Em entrevista ao SBT News, Damares afirmou que investigações em andamento identificaram instituições religiosas e líderes evangélicos envolvidos em esquemas que teriam causado prejuízos a beneficiários da Previdência Social. Segundo a senadora, há pressão para que apurações não avancem quando envolvem figuras influentes do meio religioso. “Nós estamos identificando igrejas nos esquemas de fraudes aos aposentados. Há pastores que pedem para não investigar, para não decepcionar os fiéis”, declarou.
As falas repercutiram imediatamente entre lideranças evangélicas.
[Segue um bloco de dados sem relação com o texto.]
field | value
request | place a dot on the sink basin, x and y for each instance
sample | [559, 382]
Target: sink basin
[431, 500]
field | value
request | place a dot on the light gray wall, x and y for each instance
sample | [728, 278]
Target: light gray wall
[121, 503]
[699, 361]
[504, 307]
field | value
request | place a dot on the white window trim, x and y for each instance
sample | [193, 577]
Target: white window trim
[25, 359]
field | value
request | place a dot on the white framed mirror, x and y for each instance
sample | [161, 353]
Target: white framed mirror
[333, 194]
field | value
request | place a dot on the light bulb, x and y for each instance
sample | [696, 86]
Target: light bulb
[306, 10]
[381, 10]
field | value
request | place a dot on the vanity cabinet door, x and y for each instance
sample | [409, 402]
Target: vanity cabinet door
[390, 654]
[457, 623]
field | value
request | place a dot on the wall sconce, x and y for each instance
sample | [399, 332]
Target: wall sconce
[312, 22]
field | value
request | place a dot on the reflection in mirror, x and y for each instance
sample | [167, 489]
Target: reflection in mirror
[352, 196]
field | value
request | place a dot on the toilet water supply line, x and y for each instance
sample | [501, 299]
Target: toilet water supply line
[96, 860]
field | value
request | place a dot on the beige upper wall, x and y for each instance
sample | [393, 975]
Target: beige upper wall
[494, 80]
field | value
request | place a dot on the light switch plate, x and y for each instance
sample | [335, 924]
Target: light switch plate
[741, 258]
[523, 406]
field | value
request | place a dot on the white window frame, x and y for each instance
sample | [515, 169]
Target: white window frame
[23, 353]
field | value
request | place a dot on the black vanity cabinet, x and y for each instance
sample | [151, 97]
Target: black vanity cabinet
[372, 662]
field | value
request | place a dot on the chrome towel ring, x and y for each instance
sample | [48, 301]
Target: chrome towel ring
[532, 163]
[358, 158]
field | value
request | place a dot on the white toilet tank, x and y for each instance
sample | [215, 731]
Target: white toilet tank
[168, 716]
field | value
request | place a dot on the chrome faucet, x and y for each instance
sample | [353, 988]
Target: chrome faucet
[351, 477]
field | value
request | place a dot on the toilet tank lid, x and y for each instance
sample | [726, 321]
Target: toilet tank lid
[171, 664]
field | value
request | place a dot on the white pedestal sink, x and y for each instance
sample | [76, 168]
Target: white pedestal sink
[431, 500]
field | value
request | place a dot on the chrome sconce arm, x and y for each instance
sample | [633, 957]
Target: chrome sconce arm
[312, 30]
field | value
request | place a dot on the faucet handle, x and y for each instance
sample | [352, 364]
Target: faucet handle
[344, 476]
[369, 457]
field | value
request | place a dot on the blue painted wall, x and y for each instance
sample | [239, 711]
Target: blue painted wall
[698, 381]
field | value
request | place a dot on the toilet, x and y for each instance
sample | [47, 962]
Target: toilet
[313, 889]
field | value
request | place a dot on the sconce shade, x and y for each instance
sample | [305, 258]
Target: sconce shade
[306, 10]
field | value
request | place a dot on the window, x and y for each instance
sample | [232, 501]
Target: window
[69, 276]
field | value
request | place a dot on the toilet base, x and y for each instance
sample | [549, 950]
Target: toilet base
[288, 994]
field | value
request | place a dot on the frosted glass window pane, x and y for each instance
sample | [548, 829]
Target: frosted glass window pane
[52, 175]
Em vídeo divulgado nas redes sociais, Silas Malafaia reagiu de forma contundente e exigiu esclarecimentos públicos. “Uma acusação gravíssima dessa e a senhora não dá os nomes dos grandes líderes evangélicos e das grandes igrejas envolvidas na roubalheira do INSS? Ou dá os nomes ou é uma acusação leviana”, afirmou.
O pastor também criticou o que classificou como generalização do segmento evangélico. “Já não bastassem os ataques externos, agora vem alguém que se diz evangélica lançar uma denúncia dessa gravidade sem apresentar provas. Isso mancha a imagem da igreja como um todo”, declarou.
As investigações da Polícia Federal apontam que o esquema de fraudes no INSS pode ter desviado cerca de R$ 6,3 bilhões de aposentados e pensionistas entre 2019 e 2024.
Diante da repercussão, Damares divulgou uma lista de requerimentos apresentados por integrantes da CPMI do INSS que tratam do tema. Entre eles, constam pedidos de quebra de sigilo, convocações e convites envolvendo igrejas e líderes religiosos, com base em indícios encontrados em relatórios de inteligência financeira e dados fiscais.
Em nota, a senadora afirmou que a eventual participação de instituições religiosas em fraudes causa “profundo desconforto e tristeza”, mas ressaltou que a comissão tem o dever constitucional de apurar os fatos com responsabilidade e base documental.
Mesmo após a divulgação dos requerimentos, Malafaia voltou a criticar a postura da parlamentar e minimizou o alcance das citações. Segundo ele, os nomes apresentados não correspondem a grandes igrejas nem a lideranças de expressão nacional, o que, na avaliação do pastor, não sustenta a gravidade das acusações feitas publicamente.